Now obviously I am not claiming that the telephone is 100 times more effective than the web; prospects who call are warmer than those who browse. But it does raise a serious question – perhaps the most efficient way to sell travel is not the most effective way to sell travel? What, in short, is the opportunity cost of being efficient?

Nobody ever asks this question. Opportunity costs are invisible; short-term savings earn you a bonus. That’s the efficiency bubble at work again....

Why try to identify your target audience in advance when the right creative gets them to identify themselves? In mass media, the targeting takes place in the mind. And to suggest that the ad is wasteful because lots of people see it is dumb. Efficient advertising identifies potential customers; effective advertising can create them. 


Tenant loyalty and experience apps are good news

Office real estate is roiling, and keeping office workers happy and excited about their work place is becoming increasingly important. Good news for companies that benefit from creative energy at the workplace. 

NY Times: Seeking an Edge, U.S. Landlords Turn to Tenant Experience Apps, 2019-Feb-8 by Reuters

The software can create a brand for property owners, drive loyalty among tenants and ultimately lead them to renew their office leases, said McMillan, who moved to New York from Australia last year to supervise the firm's U.S. expansion.


How to inspire loyalty from service professionals

Very little is written about how customers can improve their own experience and inspire loyalty. In research handled by Jing Zhou, a professor at Rice University's graduate business school, evidence showed that customers should not only encourage service professionals to make recommendations, but to take those recommendations seriously, and complement the service person for their input. In the end, service improves as well as customer satisfaction. 

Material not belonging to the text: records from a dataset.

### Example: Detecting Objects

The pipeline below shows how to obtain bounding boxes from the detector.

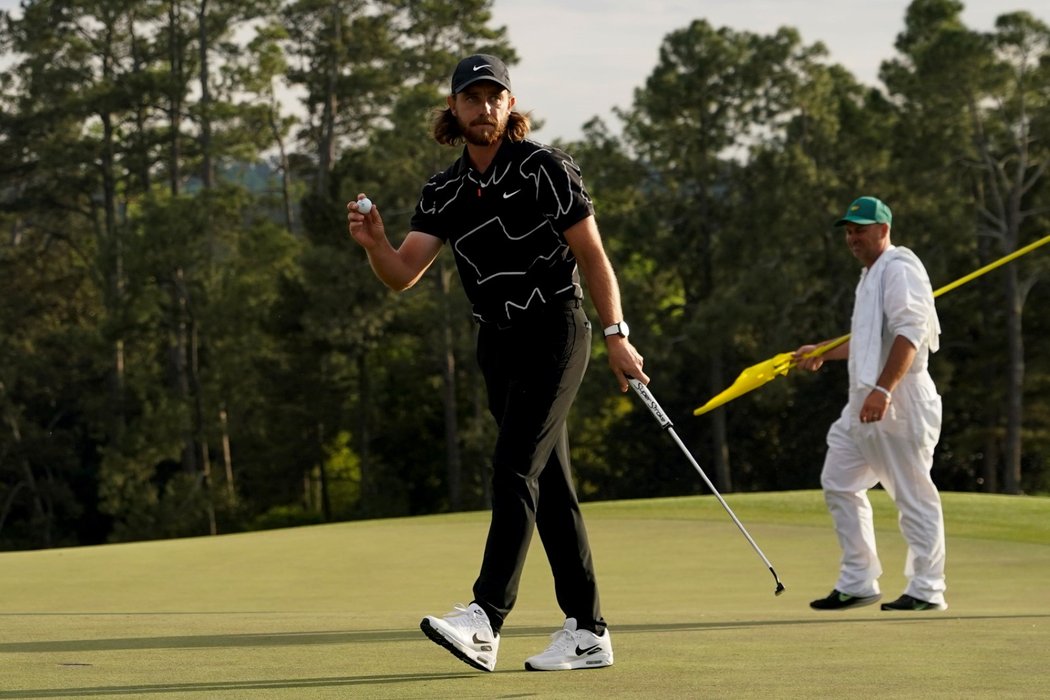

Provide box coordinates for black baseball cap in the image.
[453,54,510,94]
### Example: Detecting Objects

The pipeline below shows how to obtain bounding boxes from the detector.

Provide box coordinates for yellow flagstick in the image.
[693,236,1050,416]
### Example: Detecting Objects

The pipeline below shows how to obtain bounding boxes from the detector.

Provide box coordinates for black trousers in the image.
[474,302,606,634]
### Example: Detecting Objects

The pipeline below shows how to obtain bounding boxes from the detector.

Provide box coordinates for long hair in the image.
[431,107,532,146]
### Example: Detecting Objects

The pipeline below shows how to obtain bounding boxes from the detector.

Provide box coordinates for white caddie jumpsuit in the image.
[820,246,945,604]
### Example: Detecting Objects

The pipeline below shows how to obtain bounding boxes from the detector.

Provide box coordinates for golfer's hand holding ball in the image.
[347,193,386,250]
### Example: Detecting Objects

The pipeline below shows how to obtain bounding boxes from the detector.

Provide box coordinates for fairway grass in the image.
[0,491,1050,700]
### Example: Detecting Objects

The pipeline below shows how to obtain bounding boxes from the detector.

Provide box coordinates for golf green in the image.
[0,491,1050,700]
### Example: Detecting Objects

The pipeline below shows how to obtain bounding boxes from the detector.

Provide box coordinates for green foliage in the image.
[0,0,1050,549]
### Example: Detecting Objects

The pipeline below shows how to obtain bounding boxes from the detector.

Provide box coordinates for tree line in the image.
[0,0,1050,549]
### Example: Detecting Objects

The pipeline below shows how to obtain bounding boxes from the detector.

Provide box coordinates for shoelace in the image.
[544,628,576,654]
[445,602,488,631]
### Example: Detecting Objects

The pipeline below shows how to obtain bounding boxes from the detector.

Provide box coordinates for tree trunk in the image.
[1003,267,1025,493]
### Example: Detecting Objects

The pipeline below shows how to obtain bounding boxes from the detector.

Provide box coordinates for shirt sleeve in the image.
[882,259,937,347]
[536,148,594,233]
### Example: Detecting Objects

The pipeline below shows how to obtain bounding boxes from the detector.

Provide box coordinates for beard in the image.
[460,118,507,146]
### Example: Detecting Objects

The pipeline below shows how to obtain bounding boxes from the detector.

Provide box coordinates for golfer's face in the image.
[448,81,515,146]
[845,222,889,268]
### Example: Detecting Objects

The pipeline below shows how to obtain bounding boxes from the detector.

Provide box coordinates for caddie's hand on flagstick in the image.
[693,236,1050,416]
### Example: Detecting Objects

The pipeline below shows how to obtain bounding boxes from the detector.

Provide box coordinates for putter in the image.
[627,377,784,595]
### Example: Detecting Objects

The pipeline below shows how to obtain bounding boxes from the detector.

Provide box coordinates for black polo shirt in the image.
[411,140,594,322]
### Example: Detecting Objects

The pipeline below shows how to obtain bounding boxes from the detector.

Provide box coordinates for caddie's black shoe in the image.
[810,591,885,610]
[882,593,948,611]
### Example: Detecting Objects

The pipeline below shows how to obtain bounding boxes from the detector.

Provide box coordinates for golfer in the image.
[794,197,947,611]
[348,55,648,671]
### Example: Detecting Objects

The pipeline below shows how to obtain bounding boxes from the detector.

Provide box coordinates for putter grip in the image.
[627,376,673,428]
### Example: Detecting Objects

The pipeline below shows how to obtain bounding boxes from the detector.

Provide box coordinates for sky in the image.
[0,0,1033,142]
[492,0,1016,142]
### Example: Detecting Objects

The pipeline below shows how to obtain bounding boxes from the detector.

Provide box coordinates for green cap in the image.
[835,197,894,226]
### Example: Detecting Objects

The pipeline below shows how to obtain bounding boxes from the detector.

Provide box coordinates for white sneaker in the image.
[419,602,500,671]
[525,617,612,671]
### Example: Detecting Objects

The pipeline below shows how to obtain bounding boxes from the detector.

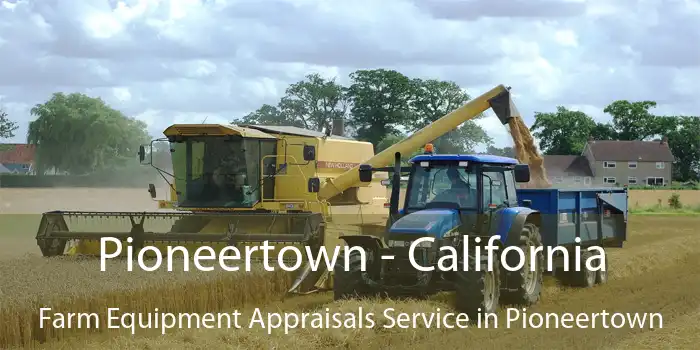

We customers can influence the quality of service we receive by sharing control and treating everyone who serves us, from cashier to hair stylist, as an expert in their own job. 

Rice Business Wisdom: What Happens When The Person Providing Your Service Gets Inspired? 2017-Apr-17, based on Jing Zhou

When the hairdresser suggests a little purple highlight on the bangs, and you listen attentively and take her advice, you may actually get a better haircut. Though few people view a salon chair as the seat of power, researchers are learning that client decisions can make a big difference in employee performance. When customers give workers more power, the workers perform better. So do their organizations.

...A recent paper coauthored by Jing Zhou, a management professor at the business school, suggests that when customers listen to employees, respect them and allow them the freedom to do their jobs, the creativity of those providing the service leaps—and so does the quality of that service.... 

Zhou’s research shows that customers and service personnel can be co-creators. It’s a departure from the hoary idea that formal leaders in an organizational hierarchy are the standard-bearers of the quality of customer service. In fact, Zhou maintains, customer service ought to begin not with management, but with the customer herself.